Kidd (2010) set out to define the definition of an adult learner and how online education impacts them. Adult learners are not considered a traditional college student due to their varying life circumstances. Traditional college students have less to balance than an adult learner with a career, spouse, children, and different goals for their education. The article uses the University of Central Florida as an example of the positives of online adult education. The University of Central Florida found that their school was going to meet their capacity of students at their main Orlando campus. The university decided to spearhead an online learning initiative to meet the needs of the local growing region. It has caused a shift from focusing on reaching the school’s capacity to meeting the demands of a growing online population. When the online adult learners were questioned regarding their reasons for their satisfaction with online learning, they gave the following answers: reduced ambiguity, enhances student sense of value in courses, reduced ambivalence, clarified rules of engagement, more individually responsive learning environments, improved interaction, augmented learning, and increased freedom. However, online education is not without its own set of challenges. Adult learners have more things to balance and must make time to devote to their studies. They also have to learn how to succeed and interact in their classes without ever meeting face-to-face. The students’ primary form of communication would be through discussion posts, which gives everyone a chance to voice their opinions. It can also cause points of views to be misinterpreted and heated debates to dominate the discussion post. However, as the generations and technology changes with a reliance on the internet, the way education is seen will change to help accommodate those with a desire to learn.

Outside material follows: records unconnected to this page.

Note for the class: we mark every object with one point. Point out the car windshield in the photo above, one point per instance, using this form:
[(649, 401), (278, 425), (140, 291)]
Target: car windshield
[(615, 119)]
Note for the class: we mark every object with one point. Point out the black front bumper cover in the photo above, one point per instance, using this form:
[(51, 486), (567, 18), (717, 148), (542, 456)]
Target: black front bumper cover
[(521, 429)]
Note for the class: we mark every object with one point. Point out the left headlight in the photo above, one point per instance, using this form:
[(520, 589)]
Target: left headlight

Wang (2010) used an earlier article to show the effects online education has had on career and technical education. Career and technical education has seen an increase in enrollment in both undergraduate, graduate, and doctoral online programs. Students of all ages have started to see the flexibility that comes from taking online courses. Students who would have not enrolled, due to opportunity or circumstances, are now being given the options to complete their programs online. Colleges are now also offering classes for training and re-training programs online. The number of online programs being offered has increased every year to match the demand of students. The learners are able to learn at their own pace and complete their classroom on their schedule. They are not confined to a classroom for so many hours or days a week. They are also able to learn how they learn best whether it be through reading out of a textbook, watching videos, or listening to a lecture. The students in the online programs come from all different areas of life. A student might be across the country who has just finished high school or their undergraduate program, or they could be your neighbor down the street who has decided to go back to school to finish or expand on their education. In an online classroom, each student can learn from the life experiences of their fellow classmates through online discussion posts and group projects. The number of programs offered are unlimited and the type of people taking the classes are also varied which makes online education a great option for so many people.